Play-balance - how closely does the candidate position align to the relative advantage seen in the opening position in empirical and evaluative terms?
Draw-tendency - how often has the candidate position resulted in a draw in human and engine databases relative to each of those databases?
Dissonance - to what degree do leading engines disagree in deep evaluations of the position?
My opening selection process was based on quantifying these four dimensions and converting the resulting analysis into percentile-ranks. In other words, every position was boiled down to four simple numbers on a 0-100 scale. I then assigned varying weights to each of these numbers for each Stage.
In all Stages no position was selected that had not been seen at least 100 times in human and engine games; in Stage 1 this number is at least 300 times. I did not choose very rare openings because the metrics for play balance and draw-tendency would have been unreliable.
As already mentioned play-balance is critically important in Stages 1 and 2 because they are both single round-robin. Every game in those Stages will slightly favor white as is seen in the opening position. Play-balance remains quite important through the other Stages, but not as much, because engines will get to play both sides of each position.
Attempting to reduce the draw-rate is not important in Stage 1 because engines of widely varying strength will be competing resulting in many decisive games. From Stage 2 onward all openings selected have below-average draw-rates. Our theory, which was demonstrated in the Superfinal last Season, is that you can knock down draw-rates by as much as 15-20% by selecting balanced openings that have historically produced low draw-rates.
Dissonance is irrelevant to my opening selection until Stage 4 and the Superfinal. In those Stages I purposely picked positions where the leading engines displayed sharp evaluation disagreements while not being heavily unbalanced in favor of one color. I am hoping that this will both further depress the draw-rate as well as lead to some really wild and exciting games. (Or it could lead to some big names getting steamrolled because they flat-out do not understand the starting position, in which case it will be very revealing!)
Q&A
Q: Can you provide us with a list of what openings will be played in each Stage?
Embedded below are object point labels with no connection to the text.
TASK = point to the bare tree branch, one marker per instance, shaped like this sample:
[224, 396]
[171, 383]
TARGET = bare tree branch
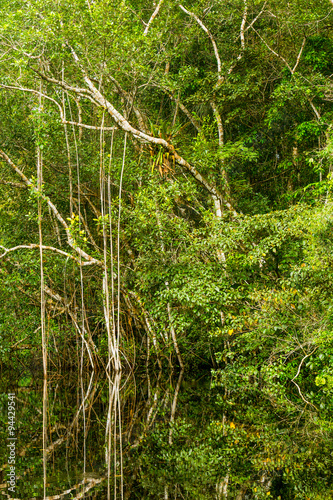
[206, 30]
[299, 56]
[143, 137]
[154, 14]
[70, 239]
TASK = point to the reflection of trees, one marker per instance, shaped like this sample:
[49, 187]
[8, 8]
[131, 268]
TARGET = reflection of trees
[157, 437]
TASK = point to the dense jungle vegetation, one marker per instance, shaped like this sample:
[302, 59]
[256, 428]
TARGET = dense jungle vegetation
[167, 202]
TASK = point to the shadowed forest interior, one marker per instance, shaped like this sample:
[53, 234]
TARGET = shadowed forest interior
[166, 257]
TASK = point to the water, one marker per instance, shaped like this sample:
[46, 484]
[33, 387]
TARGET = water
[157, 436]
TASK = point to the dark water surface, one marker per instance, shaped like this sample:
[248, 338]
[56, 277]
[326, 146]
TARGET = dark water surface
[156, 436]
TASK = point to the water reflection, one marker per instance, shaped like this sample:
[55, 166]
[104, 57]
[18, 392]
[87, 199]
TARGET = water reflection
[159, 437]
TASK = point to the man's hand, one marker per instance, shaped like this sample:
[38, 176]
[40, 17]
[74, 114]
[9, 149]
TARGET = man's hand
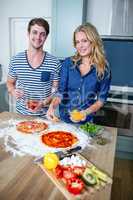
[17, 93]
[34, 105]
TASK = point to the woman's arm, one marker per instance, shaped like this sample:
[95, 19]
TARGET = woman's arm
[62, 88]
[93, 108]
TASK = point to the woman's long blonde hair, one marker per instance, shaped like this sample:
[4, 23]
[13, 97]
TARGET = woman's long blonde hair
[97, 55]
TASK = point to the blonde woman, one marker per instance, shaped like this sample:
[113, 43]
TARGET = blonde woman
[85, 77]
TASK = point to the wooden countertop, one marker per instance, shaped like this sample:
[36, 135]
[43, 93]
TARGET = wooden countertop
[20, 178]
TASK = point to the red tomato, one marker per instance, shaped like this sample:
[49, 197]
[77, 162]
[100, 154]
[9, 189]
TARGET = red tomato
[67, 174]
[78, 170]
[59, 171]
[75, 185]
A: I could, but Martin prefers the element of surprise and so do I.
Q: Will you know what openings any two engines will play before a game starts?
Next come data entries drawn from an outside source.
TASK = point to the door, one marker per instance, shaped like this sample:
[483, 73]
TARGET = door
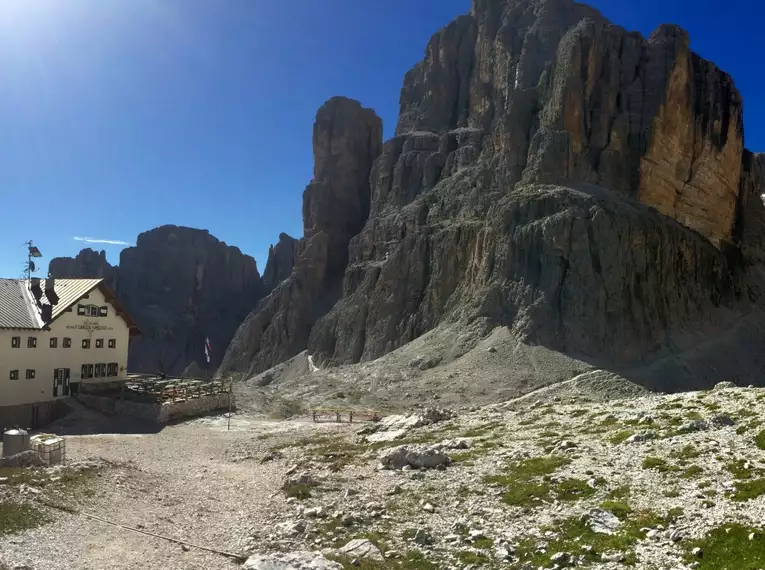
[58, 382]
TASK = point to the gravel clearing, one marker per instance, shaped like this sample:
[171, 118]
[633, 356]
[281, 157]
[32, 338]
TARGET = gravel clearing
[190, 481]
[654, 481]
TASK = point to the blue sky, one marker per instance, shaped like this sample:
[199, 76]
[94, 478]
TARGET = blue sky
[117, 116]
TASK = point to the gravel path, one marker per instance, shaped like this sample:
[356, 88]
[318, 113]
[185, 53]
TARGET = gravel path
[195, 481]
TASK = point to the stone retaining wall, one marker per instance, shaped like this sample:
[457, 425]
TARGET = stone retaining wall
[158, 413]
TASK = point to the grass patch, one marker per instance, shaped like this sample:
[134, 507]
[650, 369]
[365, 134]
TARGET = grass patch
[620, 492]
[529, 421]
[621, 436]
[687, 452]
[572, 490]
[483, 543]
[17, 518]
[692, 472]
[739, 469]
[470, 557]
[618, 508]
[728, 547]
[574, 533]
[524, 487]
[746, 490]
[549, 434]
A: No. For each Stage I have provided Martin with a pgn file containing all the opening positions that will be played. His tournament GUI selects the openings at random, never repeating one that has already been played, apart from cases where engines are playing both sides of the same opening.
Q: You say you compared evaluations across the engines. How could you do this when engines have different ways of evaluating positions and scale differently?
A: Adam Hair did a linear regression comparing the 44,000+ evaluations and concluded that Stockfish DD is about 1.88x higher than Houdini 4 while Komodo TCECr is 1.18x higher. We adjusted their evaluations accordingly to get a better impression of evaluation dissonance. Correlations were quite high after we did this.
Q: Is there any theme or opening system that will be seen more often than others?
A: Not by design. It is interesting, though, that 1.e4 openings are more predominant in Stage 1 and 2 but 1.d4 openings achieve parity after that. This outcome was happenstance.
Q: Any gambits or exotic openings in store?
A: Gambits, or positions that evaluate poorly but have compensation in human contests will be seldom seen. I did not go looking for them. As for exotic positions, different people will see different things in a position. I picked positions entirely on the basis of their known, objective numerical properties, not my impressions of what I saw on the board, which would be very subjective and unreliable.
Q: Would you be so kind as to send me your database?
A: No.
My thanks to my collaborators, Adam Hair and Anson Williams, whose assistance and input were essential, and also to Martin Thoresen, whose encouragement and trust that we could pull it all off in time for this Season's launch certainly helped us complete this ambitious project.